Gil died of a brain hemorrhage. Almost immediately, the family decided to donate this young man’s organs so that other may live.

On Saturday, May 11, 2013, my wife and I departed very early in the morning to join a caravan of seven or eight cars headed for Ixcel, an Arab village near Nazareth. We were invited to meet the man who had received one of Gil Karu’s lungs.

It turned out to be one of the most remarkable days of my life.

The lung’s recipient, a man named Omar Shauan, is a member of the most influential family in this community, located just outside Nazareth. Omar’s family told the Karu family to “bring as many family members and friends you like – we have room for one hundred.” So we were invited, and were part of a group of 40 to 45 visitors.

When we arrived, we were welcomed by a large group of men, who greeted us warmly and ushered us into the second floor of the four-story residence. We were presented with large bowls of fruit, nuts, and fresh vegetables. After a few minutes of awkwardness the barriers came down, and we felt at ease in this beautiful home. There were welcoming speeches and responses and presentations of gifts. Members of the household and their friends made an obvious effort to make us feel at home. The patriarch of the family, Ahmed Shauan, shook my hand whenever I was in his vicinity, gladly posed for pictures, and planted a warm kiss on my cheeks.

During this time Jamal, another Arab Israeli, arrived to join us. He is now being kept alive by Gil’s heart, beating in his chest.

We noticed a film crew hovering around and videotaping just about everything. We learned that they had come to cover a horse show in town, but when they learned that the lung of a Jewish man saved the life of a prominent member of the town, they decided to cover this event instead. The story is scheduled to appear on Israeli TV and other outlets.

The first floor, which covered the whole space under the house, apparently had been cleared and now was filled with tables and chairs. About 75 to 80 people joined in a feast, an endless parade of great varieties of meats, salads, vegetables, and traditional foods.

Next, we were told that before we were to visit the horse show, we were invited for coffee and desert at a cousin’s house.

House? When we reached the top of the mountain we saw a mansion. It was a truly remarkable building both inside and out. Once again, we were invited to make ourselves at home while sweets and dark coffee was offered to us.

Then we were escorted as honored guests to the horse show – actually the national competition, an assembly of the finest Arabian horses in Israel. There were perhaps 4,000 people gathered there. We were ushered into the VIP area and welcomed by the town’s mayor.
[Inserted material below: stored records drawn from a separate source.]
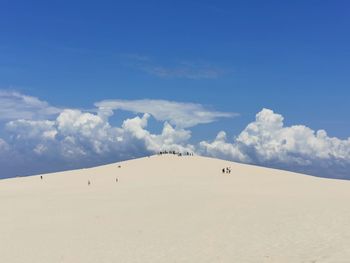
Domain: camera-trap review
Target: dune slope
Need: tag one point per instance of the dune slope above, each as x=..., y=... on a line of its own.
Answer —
x=174, y=209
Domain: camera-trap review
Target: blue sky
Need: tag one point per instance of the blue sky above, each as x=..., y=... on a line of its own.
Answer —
x=292, y=57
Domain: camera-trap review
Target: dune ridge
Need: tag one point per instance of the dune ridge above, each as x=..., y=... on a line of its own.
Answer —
x=174, y=209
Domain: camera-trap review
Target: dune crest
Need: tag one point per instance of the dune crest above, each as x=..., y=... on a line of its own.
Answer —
x=174, y=209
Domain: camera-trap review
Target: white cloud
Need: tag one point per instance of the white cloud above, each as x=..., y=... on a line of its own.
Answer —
x=41, y=138
x=79, y=139
x=266, y=141
x=183, y=115
x=15, y=105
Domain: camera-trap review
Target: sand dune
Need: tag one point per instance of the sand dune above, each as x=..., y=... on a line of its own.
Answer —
x=174, y=209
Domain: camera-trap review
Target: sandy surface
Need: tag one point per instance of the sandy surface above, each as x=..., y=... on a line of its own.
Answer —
x=174, y=209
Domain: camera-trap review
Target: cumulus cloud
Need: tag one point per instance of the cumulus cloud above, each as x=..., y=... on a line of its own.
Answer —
x=37, y=137
x=15, y=105
x=266, y=141
x=183, y=115
x=79, y=139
When the top prize was awarded, Gil’s parents and brothers were invited to join as our hosts presented the trophy in Gil’s honor. It was a truly moving moment, particularly when the whole crowd applauded.

It was hard to say good-bye. In just a few hours, we had developed a close relationship with the recipient’s family and friends.

Just a week later, a very large crowd gathered at Gil’s graveside to mark the first anniversary of his death. The ceremony was moving, and when I saw Omar, his father, and his family among the many assembled mourners, my eyes filled with tears.

I and surely everyone who attended one of these events walked away asking themselves: “Why can’t we learn to live in peace?”